Applied Materials Inc., the largest supplier of chipmaking equipment, reported quarterly revenue that missed estimates and forecast sales that will fall short in the current period as customers postpone factory upgrades.
The company promoted Gary Dickerson to chief executive officer, replacing Mike Splinter, who will remain chairman.
Revenue in the fiscal fourth quarter will be unchanged from the third quarter, when sales were $1.98 billion, the company said today in a statement. Analysts on average had projected sales of $2.06 billion in the third quarter and $2.14 billion in the fourth, according to data compiled by Bloomberg.
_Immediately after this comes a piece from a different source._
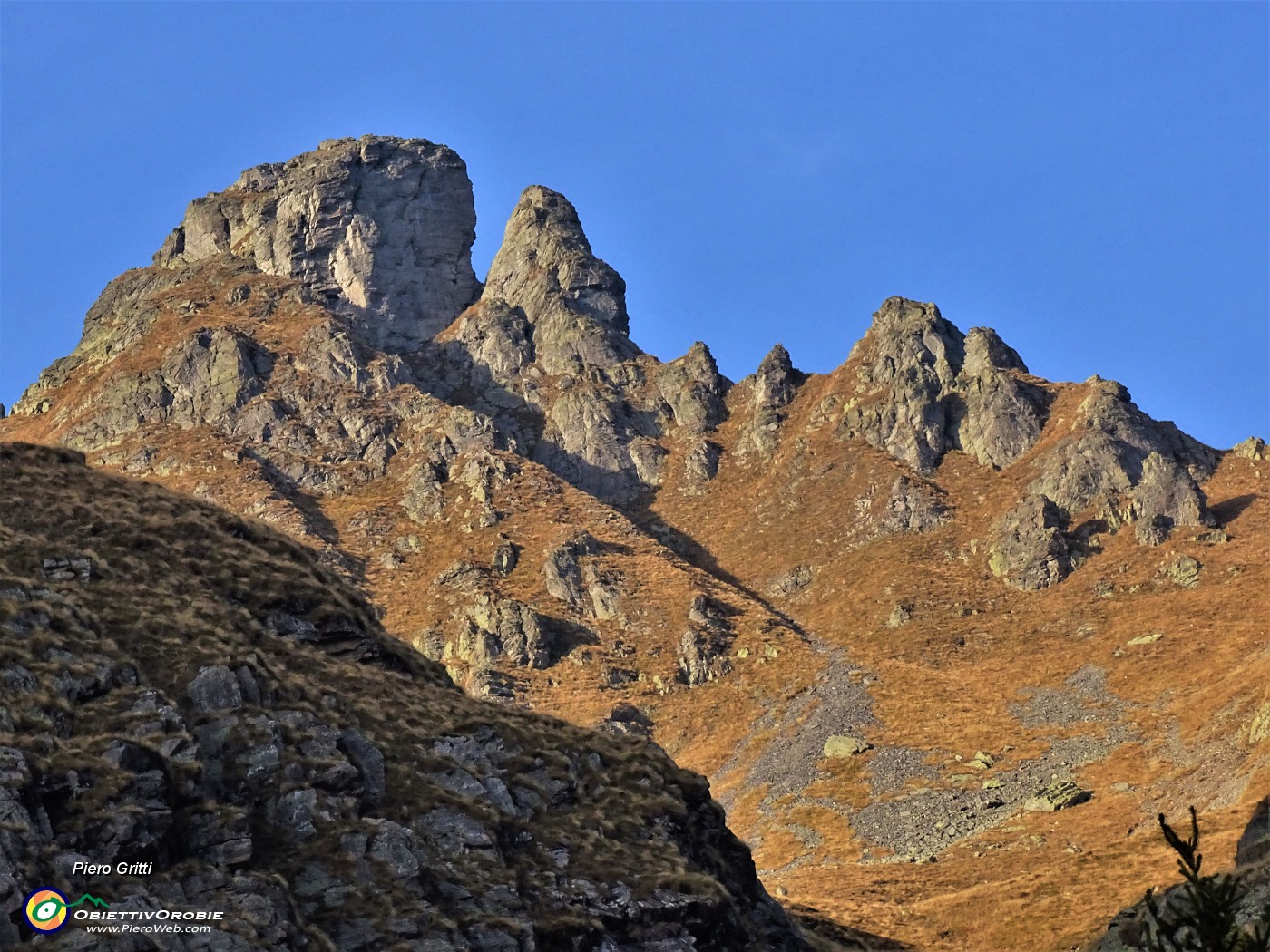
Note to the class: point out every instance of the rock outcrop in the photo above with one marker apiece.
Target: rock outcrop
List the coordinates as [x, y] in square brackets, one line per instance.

Applied Materials’ revenue projection missed estimates for a second straight quarter amid muted semiconductor demand and a record slump in the personal-computer market. Companies that make chips on a contract basis, known as foundries, are concentrating on installing equipment they’ve already bought and will return to ordering later this year, Splinter said.
“We’ve seen this for the last few years where foundry spending in particular drops off in the third calendar quarter,” he said in an interview today. “We’re going to see the orders come back before the end of the year.”
Applied Materials shares slipped as low as $14.70 after the earnings report and executive change. They fell 2.6 percent to $15.33 at the close in New York, leaving the shares up 34 percent so far this year.
Taiwan Semiconductor Manufacturing Co., Samsung Electronics Co. and other companies that make mobile-phone parts may also be waiting for smartphone demand to accelerate before they commit more of their budgets, said Patrick Ho, an analyst at Stifel Nicolaus & Co.
“In the near term, there’s a bit of choppiness,” said Ho, who is based in Dallas. “It’s just part of the nature of doing business when you have such a concentrated customer base.” He recommends buying Applied Materials shares.
For the third quarter, which ended July 28, the Santa Clara, California-based company posted profit of $168 million, or 14 cents a share. On average, analysts had projected net income of 17 cents. A year earlier, net income was $218 million, or 17 cents. Revenue fell 16 percent.
Applied Materials sells equipment to chipmakers across the semiconductor industry, making its earnings a broad indicator of future demand. Investors also look at the company’s forecasts as a gauge of confidence at its largest customers.
Last month, Applied Materials repeated a prediction that the total market for machines used to make semiconductors will be $27 billion to $30 billion this year.
Splinter, 62, has been CEO of Applied Materials since 2003. Under his leadership, the company has branched out into machinery that makes flat-panel displays and solar panels.
Dickerson, 56, will take over the top job at Applied Materials on Sept. 1 and join the board, the company said in a separate statement. He will retain the role of president, which he took on last year. He joined Applied Materials in 2011 with the acquisition of Varian Semiconductor Equipment Associates Inc.